Abstract
Objective The effect of end-to-side neurotization of partially regenerated recipient nerves
on improving motor power in late obstetric brachial plexus lesions, so-called nerve
augmentation, was investigated.
Methods Eight cases aged 3 – 7 years were operated upon and followed up for 4 years (C5,6
rupture C7,8T1 avulsion: 5; C5,6,7,8 rupture T1 avulsion:1; C5,6,8T1 rupture C7 avulsion:1;
C5,6,7 ruptureC8 T1 compression: one 3 year presentation after former neurotization
at 3 months). Grade 1–3 muscles were neurotized. Grade0 muscles were neurotized, if
the electromyogram showed scattered motor unit action potentials on voluntary contraction
without interference pattern. Donor nerves included: the phrenic, accessory, descending
and ascending loops of the ansa cervicalis, 3rd and 4th intercostals and contralateral C7.
Results Superior proximal to distal regeneration was observed firstly. Differential regeneration
of muscles supplied by the same nerve was observed secondly (superior supraspinatus
to infraspinatus regeneration). Differential regeneration of antagonistic muscles
was observed thirdly (superior biceps to triceps and pronator teres to supinator recovery).
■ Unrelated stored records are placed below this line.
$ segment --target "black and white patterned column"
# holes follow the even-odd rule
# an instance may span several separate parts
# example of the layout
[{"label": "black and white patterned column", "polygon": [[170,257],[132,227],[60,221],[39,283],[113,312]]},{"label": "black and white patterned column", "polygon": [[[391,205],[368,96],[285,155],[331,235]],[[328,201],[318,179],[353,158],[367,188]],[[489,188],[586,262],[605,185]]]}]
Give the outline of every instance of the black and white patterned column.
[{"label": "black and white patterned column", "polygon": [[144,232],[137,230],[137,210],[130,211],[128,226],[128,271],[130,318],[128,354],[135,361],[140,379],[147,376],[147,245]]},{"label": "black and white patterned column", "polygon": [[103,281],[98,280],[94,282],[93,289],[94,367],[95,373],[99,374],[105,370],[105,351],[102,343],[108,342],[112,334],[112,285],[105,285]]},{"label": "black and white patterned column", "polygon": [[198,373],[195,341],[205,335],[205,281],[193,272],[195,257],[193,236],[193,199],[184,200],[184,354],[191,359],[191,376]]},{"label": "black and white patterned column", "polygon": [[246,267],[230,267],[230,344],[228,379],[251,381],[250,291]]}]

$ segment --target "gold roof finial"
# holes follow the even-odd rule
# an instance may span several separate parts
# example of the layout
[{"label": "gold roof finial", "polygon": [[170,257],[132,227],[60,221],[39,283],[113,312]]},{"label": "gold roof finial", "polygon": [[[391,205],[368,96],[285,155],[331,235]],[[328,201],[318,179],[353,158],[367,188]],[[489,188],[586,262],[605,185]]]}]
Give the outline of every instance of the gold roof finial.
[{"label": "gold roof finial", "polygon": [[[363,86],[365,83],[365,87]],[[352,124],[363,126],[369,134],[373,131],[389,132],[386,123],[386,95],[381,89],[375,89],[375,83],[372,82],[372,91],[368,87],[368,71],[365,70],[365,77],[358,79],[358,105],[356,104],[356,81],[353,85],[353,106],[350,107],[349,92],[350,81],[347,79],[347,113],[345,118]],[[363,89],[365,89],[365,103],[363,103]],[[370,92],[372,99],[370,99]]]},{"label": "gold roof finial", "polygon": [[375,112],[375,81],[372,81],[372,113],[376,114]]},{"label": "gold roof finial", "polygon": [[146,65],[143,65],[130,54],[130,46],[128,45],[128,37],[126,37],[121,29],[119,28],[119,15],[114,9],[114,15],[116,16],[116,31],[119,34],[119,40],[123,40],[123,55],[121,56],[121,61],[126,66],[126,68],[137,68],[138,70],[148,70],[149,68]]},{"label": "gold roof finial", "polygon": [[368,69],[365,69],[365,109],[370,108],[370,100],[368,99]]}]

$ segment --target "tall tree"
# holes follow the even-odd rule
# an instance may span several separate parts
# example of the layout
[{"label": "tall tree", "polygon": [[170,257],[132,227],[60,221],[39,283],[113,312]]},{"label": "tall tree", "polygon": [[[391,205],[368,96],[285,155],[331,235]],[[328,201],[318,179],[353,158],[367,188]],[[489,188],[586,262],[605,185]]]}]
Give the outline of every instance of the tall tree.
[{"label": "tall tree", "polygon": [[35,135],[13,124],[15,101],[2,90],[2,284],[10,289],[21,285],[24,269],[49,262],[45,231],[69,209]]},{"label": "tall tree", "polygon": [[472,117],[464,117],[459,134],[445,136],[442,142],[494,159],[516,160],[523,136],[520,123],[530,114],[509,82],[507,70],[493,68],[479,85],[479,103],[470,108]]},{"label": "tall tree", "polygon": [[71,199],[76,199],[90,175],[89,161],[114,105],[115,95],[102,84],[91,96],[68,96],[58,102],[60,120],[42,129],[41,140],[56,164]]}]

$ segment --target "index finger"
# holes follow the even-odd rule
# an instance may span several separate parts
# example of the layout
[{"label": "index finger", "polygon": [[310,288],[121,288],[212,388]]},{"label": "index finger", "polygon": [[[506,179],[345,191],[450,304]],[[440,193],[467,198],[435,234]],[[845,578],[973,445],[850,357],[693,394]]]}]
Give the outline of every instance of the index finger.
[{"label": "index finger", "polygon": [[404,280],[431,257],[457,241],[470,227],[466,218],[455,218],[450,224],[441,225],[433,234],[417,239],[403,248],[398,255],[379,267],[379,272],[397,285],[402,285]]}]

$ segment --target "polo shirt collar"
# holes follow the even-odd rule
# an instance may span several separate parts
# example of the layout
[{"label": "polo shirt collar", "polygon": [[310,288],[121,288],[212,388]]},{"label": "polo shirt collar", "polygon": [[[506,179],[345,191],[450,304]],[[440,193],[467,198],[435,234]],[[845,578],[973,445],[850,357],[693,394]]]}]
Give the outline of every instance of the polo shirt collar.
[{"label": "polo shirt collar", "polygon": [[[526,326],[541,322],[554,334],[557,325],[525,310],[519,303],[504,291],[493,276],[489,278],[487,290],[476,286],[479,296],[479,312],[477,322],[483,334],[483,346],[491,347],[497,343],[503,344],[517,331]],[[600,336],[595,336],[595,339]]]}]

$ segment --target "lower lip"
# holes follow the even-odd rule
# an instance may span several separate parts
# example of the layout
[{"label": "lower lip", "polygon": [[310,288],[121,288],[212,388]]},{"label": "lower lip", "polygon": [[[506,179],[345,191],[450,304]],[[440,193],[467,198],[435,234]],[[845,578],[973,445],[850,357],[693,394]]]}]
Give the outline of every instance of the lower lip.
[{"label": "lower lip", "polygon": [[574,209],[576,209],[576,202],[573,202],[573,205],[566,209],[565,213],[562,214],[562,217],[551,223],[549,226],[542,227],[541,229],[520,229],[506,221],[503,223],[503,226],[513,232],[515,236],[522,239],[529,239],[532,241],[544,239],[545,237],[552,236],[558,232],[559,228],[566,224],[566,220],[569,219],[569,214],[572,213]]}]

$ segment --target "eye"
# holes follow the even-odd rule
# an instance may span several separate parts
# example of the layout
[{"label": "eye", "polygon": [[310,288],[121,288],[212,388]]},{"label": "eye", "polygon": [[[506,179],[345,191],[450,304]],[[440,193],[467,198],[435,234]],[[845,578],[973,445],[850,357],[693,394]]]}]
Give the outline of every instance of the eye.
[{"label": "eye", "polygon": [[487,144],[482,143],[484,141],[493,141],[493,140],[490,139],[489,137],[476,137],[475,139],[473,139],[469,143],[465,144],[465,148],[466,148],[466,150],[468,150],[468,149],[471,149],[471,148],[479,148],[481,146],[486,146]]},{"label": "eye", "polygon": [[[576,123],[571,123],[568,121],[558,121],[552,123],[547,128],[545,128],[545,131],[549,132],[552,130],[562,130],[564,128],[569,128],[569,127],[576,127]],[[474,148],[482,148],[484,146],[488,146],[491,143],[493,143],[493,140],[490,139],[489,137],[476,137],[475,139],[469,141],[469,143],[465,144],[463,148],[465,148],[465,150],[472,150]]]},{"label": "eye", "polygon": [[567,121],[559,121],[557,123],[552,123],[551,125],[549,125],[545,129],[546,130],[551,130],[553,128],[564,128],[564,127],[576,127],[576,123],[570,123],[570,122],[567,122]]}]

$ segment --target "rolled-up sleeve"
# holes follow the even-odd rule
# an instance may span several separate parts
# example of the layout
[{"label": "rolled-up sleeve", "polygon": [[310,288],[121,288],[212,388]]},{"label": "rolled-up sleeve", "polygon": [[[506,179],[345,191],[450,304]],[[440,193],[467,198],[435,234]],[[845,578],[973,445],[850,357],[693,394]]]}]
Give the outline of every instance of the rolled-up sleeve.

Differential regeneration of fibres within the same muscle was observed fourthly (superior
anterior and middle to posterior deltoid regeneration). Differential regeneration
of muscles having different preoperative motor powers was noted fifthly; improvement
to Grade 3 or more occurred more in Grade2 than in Grade0 or Grade1 muscles. Improvements
of cocontractions and of shoulder, forearm and wrist deformities were noted sixthly.
The shoulder, elbow and hand scores improved in 4 cases.
Limitations The sample size is small. Controls are necessary to rule out any natural improvement
of the lesion. There is intra- and interobserver variability in testing muscle power
and cocontractions.
Conclusion Nerve augmentation improves cocontractions and muscle power in the biceps, pectoral
muscles, supraspinatus, anterior and lateral deltoids, triceps and in Grade2 or more
forearm muscles. As it is less expected to improve infraspinatus power, it should
be associated with a humeral derotation osteotomy and tendon transfer. Function to
non improving Grade 0 or 1 forearm muscles should be restored by muscle transplantation.
Level of evidence Level IV, prospective case series.